El verano en el sur peninsular es duro, sobre todo cuando la sequía hace mella. Durante las horas del día la actividad cotidiana de las especies animales se ralentiza, para verse únicamente alterada cuando la temperatura inicia un descenso con la llegada del ocaso. Fuente de Piedra, ya en los meses finales del verano, anda falto de agua y los adultos de flamenco rosa están obligados a buscar alimento para sus retoños más allá de los límites de la laguna. El Parque Nacional de Doñana y su entorno son los destinos elegidos por las rosadas aves para pasar toda la noche alimentándose en la marisma. Una vez que tienen los buches llenos, regresan a casa justo a tiempo para alimentar a los pollos con las primeras luces de la mañana.
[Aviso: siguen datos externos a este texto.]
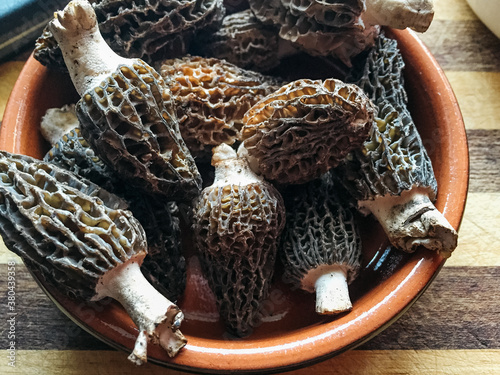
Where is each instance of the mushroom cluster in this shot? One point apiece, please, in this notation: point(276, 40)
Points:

Precisamente, cuando el sol comienza a ocultarse por el horizonte, una algarabía de roncas voces se escucha en la laguna. Es la llamada, la convocatoria al viaje de todas las noches. Intentar prever por qué parte del cielo pasarán los flamencos volando es difícil. Los vientos, el punto de partida o la temperatura en ese momento, todo, influyen en la ruta o trayectoria de salida.
En un principio tenía estudiado, o al menos marcado, una franja o límite por donde sospechaba que podrían pasar las rosadas aves. Ya cercana las 10 de la noche, un importante bando comenzó a despegar abajo, a lo lejos, en la laguna. Yo me encontraba en lo alto de una loma y pude observar como el gran grupo comenzaba a describir círculos concéntricos y a ganar altura para trazar su salida y superar los cerros que rodean la laguna. No calculé del todo bien y tuve que esprintar en una rápida carrera por el medio de un olivar hasta llegar a un punto ventajoso donde pudiera fotografiar al bando justo en el instante en el que pasara por delante mía. Al menos tuve el tiempo suficiente para poder disparar cuatro o cinco fotos del grupo volando con el verde de los olivos como fondo. La imagen la tengo registrada en película, pero el sonido, el zumbido de las alas en movimiento y el graznido de las aves lo tengo en mi mente y en el recuerdo. Fue algo especial y emocionante en una agradable y cálida noche de verano.
Nikon F100, Nikkor 300 AF IF-ED f/4, 1/8 sg a f/4, flash Nikon SB-26, película Fujichrome Provia 100, formato panorámico.